Réussir son coup – L’édito de Patrice Chabanet
Le gouvernement et les syndicats ont au moins un objectif commun dans le dossier SNCF : réussir leur coup, le premier en imposant sa réforme, les seconds en la faisant sortir des rails. A chacun sa méthode : l’exécutif se refuse à se laisser engluer dans d’interminables palabres tandis que les syndicats entendent mobiliser leurs forces face à ce qu’ils considèrent comme un coup de force. Mais, entre les intentions et le passage à l’acte, demeure toujours une zone d’incertitude. On l’a vu hier soir avec la réunion des organisations syndicales. Elles ont décidé… d’attendre le 15 mars avant de se prononcer sur une éventuelle grève. Les militaires parleraient de riposte graduée après l’intervention du Premier ministre. Officiellement, tout dépendra des premières réunions de concertation. Dans les faits, les syndicats ne sont pas sur la même longueur d’ondes : la CGT est vent debout contre le projet gouvernemental et d’autres, comme la CFDT, ne veulent pas brûler tous leurs vaisseaux. La porte n’est donc pas tout à fait fermée à un embryon de négociations, même si le mot est proscrit à l’Elysée et à Matignon où on lui préfère le terme de consultation, plus restrictif.

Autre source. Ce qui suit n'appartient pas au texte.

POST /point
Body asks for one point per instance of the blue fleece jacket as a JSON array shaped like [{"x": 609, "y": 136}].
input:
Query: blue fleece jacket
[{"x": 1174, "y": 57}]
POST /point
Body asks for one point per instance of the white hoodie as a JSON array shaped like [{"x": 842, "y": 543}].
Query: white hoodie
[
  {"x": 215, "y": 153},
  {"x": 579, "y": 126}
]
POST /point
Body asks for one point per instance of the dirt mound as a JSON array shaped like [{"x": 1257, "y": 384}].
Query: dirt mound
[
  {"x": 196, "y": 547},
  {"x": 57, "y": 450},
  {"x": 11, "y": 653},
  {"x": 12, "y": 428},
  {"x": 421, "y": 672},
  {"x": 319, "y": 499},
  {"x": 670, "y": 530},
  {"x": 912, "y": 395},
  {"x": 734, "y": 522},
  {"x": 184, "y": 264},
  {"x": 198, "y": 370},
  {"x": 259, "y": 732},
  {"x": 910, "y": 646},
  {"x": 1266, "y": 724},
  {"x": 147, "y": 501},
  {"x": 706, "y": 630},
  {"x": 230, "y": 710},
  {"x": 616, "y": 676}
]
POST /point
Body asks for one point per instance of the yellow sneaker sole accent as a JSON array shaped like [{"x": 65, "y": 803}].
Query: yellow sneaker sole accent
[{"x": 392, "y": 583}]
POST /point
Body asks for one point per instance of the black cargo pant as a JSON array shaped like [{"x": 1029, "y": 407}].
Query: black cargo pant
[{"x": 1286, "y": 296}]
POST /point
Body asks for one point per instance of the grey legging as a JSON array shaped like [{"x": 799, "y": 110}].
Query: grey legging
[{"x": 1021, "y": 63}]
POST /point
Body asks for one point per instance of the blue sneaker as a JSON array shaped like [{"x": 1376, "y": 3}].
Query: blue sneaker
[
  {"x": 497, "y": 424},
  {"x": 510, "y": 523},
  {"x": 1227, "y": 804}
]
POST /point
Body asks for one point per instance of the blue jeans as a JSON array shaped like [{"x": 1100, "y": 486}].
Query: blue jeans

Du côté du pouvoir, les quinze jours à venir seront mis à profit pour desserrer l’étau de la menace d’un long conflit. La méthode des rencontres individualisées avec les syndicats sera certainement utilisée une nouvelle fois pour affaiblir la constitution d’un front commun. Pour autant, la prudence affichée par les organisations de salariés de la SNCF est à double sens. Elle peut être interprétée comme un signe de faiblesse mais, aussi, comme la volonté de bien préparer un mouvement de grande ampleur. Et de convaincre l’opinion publique : plus de deux Français sur trois sont favorables à la suppression du statut des cheminots. Le gouvernement le sait et jouera cette carte. Ce n’est forcément un atout. Les syndicats, bousculés dans la réforme du code du Travail, voudront leur revanche. C’est l’enjeu de la première quinzaine de mars. Bien malin qui peut en prévoir l’issue.